5日間のアカデミーでの練習を終了し、土曜日はコインブラから100kmほど離れたポルト市を訪れた。世界遺産である街並みをドウロ川の対岸から眺め、また旧市街を散策した。そして夕方からはドラゴンスタジアムでFCポルト対AVS戦を観戦した。

今季のFCポルトは今一つ調子がよくない。前節もブラガに敗れ、7試合を残し首位のスポルティングとは9ポイント、2位のベンフィカとも6ポイントの差があるため、優勝はもちろん、来季のチャンピオンズリーグ出場も難しくなっている。一方のAVSはポルト県ヴィラ・デ・アヴェスに2023年5月に創設されたクラブ。2部リーグでスタート。3位に入りプレーオフを勝ち抜き、わずか1年で一部リーグに昇格したチーム。

実力の差は明らかで試合開始早々からポルトが押し気味に試合を進める。そして前半18分、ジョアン・マリオの放ったシュートをGKオチョアが弾いたところ、詰めてきていた17歳のロドリゴ・モラが決めた。ロドリゴ・モラは背番号86をつけていることからも分かる通り、元々Bチームとしての登録だが、しかし今季すでにこの試合で15試合目の出場。この日の得点で4ゴール目を記録している。FCポルトの下部からの生え抜きの選手であるだけに、彼が得点するとスタンドからは大きな歓声が上がった。

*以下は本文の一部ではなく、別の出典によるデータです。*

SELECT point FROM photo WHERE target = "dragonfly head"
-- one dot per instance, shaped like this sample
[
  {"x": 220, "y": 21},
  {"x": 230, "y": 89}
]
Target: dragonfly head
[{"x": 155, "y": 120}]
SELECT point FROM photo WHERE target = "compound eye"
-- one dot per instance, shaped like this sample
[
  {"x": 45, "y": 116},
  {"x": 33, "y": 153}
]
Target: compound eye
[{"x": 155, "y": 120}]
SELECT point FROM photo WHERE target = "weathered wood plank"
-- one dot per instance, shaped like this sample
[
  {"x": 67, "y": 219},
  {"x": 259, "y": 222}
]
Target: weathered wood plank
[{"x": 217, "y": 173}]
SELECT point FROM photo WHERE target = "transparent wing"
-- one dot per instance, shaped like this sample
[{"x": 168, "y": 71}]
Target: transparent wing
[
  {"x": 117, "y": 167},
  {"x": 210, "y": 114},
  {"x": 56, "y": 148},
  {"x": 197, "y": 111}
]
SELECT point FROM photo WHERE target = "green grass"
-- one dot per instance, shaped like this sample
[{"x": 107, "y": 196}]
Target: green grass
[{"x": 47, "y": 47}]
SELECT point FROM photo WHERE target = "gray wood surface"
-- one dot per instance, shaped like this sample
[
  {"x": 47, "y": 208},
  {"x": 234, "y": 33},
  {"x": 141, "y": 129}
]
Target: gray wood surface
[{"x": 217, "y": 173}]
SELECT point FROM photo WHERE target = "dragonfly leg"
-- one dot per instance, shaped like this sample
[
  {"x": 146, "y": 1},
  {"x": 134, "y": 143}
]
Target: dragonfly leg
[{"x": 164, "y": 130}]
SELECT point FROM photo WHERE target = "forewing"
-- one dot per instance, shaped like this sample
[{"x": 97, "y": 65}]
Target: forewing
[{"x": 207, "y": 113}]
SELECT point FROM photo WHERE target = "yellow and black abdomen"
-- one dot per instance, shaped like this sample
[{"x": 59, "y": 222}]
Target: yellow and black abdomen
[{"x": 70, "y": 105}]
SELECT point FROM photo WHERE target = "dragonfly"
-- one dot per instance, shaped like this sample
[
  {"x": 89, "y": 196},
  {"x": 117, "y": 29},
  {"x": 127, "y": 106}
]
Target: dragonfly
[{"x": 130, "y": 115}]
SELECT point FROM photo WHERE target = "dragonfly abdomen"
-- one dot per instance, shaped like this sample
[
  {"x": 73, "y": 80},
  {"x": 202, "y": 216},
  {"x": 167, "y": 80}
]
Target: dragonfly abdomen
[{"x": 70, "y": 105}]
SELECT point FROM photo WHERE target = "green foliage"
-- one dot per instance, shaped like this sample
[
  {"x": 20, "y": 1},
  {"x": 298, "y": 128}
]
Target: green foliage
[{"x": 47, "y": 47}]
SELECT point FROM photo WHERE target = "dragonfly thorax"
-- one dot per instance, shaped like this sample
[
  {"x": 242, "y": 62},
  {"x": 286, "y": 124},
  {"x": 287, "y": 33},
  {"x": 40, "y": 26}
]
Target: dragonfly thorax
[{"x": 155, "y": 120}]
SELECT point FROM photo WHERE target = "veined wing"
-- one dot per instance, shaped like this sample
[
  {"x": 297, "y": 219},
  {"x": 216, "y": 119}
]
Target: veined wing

きっと彼もいつか、ベンフィカで育ったジョアン・フェリックス(ベンフィカ→アトレティコ→バルサ→チェルシー→ミラン)のように海外で活躍する選手となるのだろう。またもう一人注目したのはフォワードのサム・アゲオワ。スペインへ移民してきたナイジェリア人の両親を持ち、スペインアンダルシア州で生まれた。グラナダの下部で育ち、2023年に19歳でグラナダCFでトップチームデビュー。アトレティコ・デ・マドリードへ移籍するとアラベスへレンタル。23-24年シーズンは34試合に出場し8得点を決めている。2024年に行われたパリ五輪のメンバーにも選ばれ、退会直後にFCポルトヘ加わった。現在まだ20歳でありながら、FCポルトの9番を背負っている。彼もまた今後が楽しみな選手だ。

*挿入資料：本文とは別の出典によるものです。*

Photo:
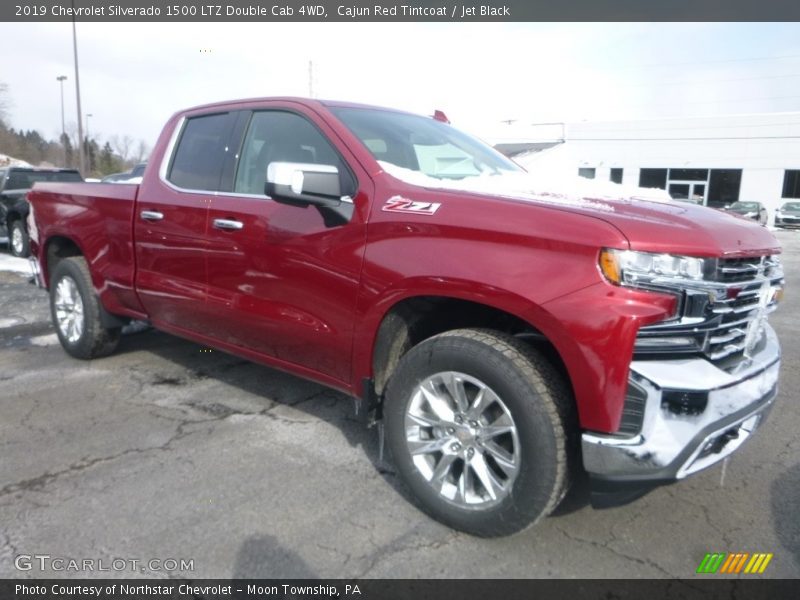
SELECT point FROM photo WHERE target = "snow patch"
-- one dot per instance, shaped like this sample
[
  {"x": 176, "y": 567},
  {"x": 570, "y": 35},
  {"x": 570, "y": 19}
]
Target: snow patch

ポルト戦の後、再びコインブラに戻り、ショッピングモールのフードコートに出かけると、テレビでスポルティング戦をやっていた。スポルティング戦もぜひ見に行きたかったが、ポルト戦と同じ日になってしまったため諦めた。しかし試合開始時間が遅かったため、残り時間わずかではあったが、見ることができた。テレビの前にはおじいさんが4人陣取り、試合を見ながらあーだこーだと言い合っている。こういった光景は日本では決して見ないものであり、サッカー文化の違いをやはりこういったところに感じてしまうのだ。